The Enthalpy drop AB gives the isentropic
expansion and the theoretical work done.
The actual work done is given by AC, which
takes into account the losses.
The turbine cylinder efficiency is (HA-
HC)/(HA-HB).
The losses heat up the steam leaving the
turbine.
Turbine Heat rate is (HA-HC)/kWhr.
PLANT HEAT RATE AND PLANT EFFICIENCY
The heat rate is a term used to define the Power cycle and power
plant efficiencies.
Power Cycle heat rate is defied as the difference in the heat of steam
at boiler outlet in kcal/h and the feed water heat at the inlet of
economizer in kcal/h to the electric energy generated per hour in kWh
Power Cycle Heat rate (CHR) = (Heat of steam at boiler outlet in kcal/h –
Feed water heat at economizer in kcal/h)/(Electrical energy generated per hour in
kWh)
The Power plant heat rate is defined as the quantity of fuel heat in
kcal/hr used for the generation of a unit kWh of electrical energy.

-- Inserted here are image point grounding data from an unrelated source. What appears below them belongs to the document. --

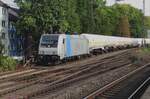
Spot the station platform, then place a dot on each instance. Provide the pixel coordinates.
(146, 95)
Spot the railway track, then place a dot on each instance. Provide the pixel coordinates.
(112, 90)
(63, 77)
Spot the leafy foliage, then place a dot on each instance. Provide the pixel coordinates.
(1, 47)
(7, 63)
(84, 16)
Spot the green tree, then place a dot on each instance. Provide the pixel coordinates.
(134, 16)
(123, 28)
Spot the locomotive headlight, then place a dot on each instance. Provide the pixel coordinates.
(41, 52)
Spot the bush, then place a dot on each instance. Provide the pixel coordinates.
(7, 63)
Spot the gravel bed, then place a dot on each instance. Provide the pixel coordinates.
(81, 89)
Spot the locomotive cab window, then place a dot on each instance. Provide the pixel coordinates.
(50, 41)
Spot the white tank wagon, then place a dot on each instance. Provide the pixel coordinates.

Power Plant Heat rate (PHR) = (Fuel heat input in kg/hr * Gross Calorific Value of
fuel in kcal/kg)/(Electrical energy generated per hour in kWh)
Plant Efficiency = 860 (kcal/kWh)/PHR
SUMMARY
• Water and steam Cycle works under the principle of Rankine cycle
• Higher the steam cycle pressure and temperature and lower the condenser pressure, the cycle efficiency increases. Also higher the feed water temperature at the inlet of the boiler, and more number of heaters, improve the power cycle efficiency.
• However, due the characteristics of the fuel (MSW) and its ash, it is forced to select a power cycle parameter of 45ata & 400 to 410˚C, with a feed water temperature of 130 to 150˚C.
• The condenser pressure is selected based on water availability at site, Ambient conditions, etc. In the case of WCC, the condenser pressure will be 0.12 to 0.1ata. In case of ACC, the condenser pressure will be 0.2 to 0.16ata.
• Based on the Comparison of two HMBD’s (HMBD for a WTE Plant with one De-aeartor and another HMBD with One De-aerator, One HP Heater and One LP heater.) shows that, there is an increase in the power output to an extent of 3.0% while considering HP & LP heaters in the circuit.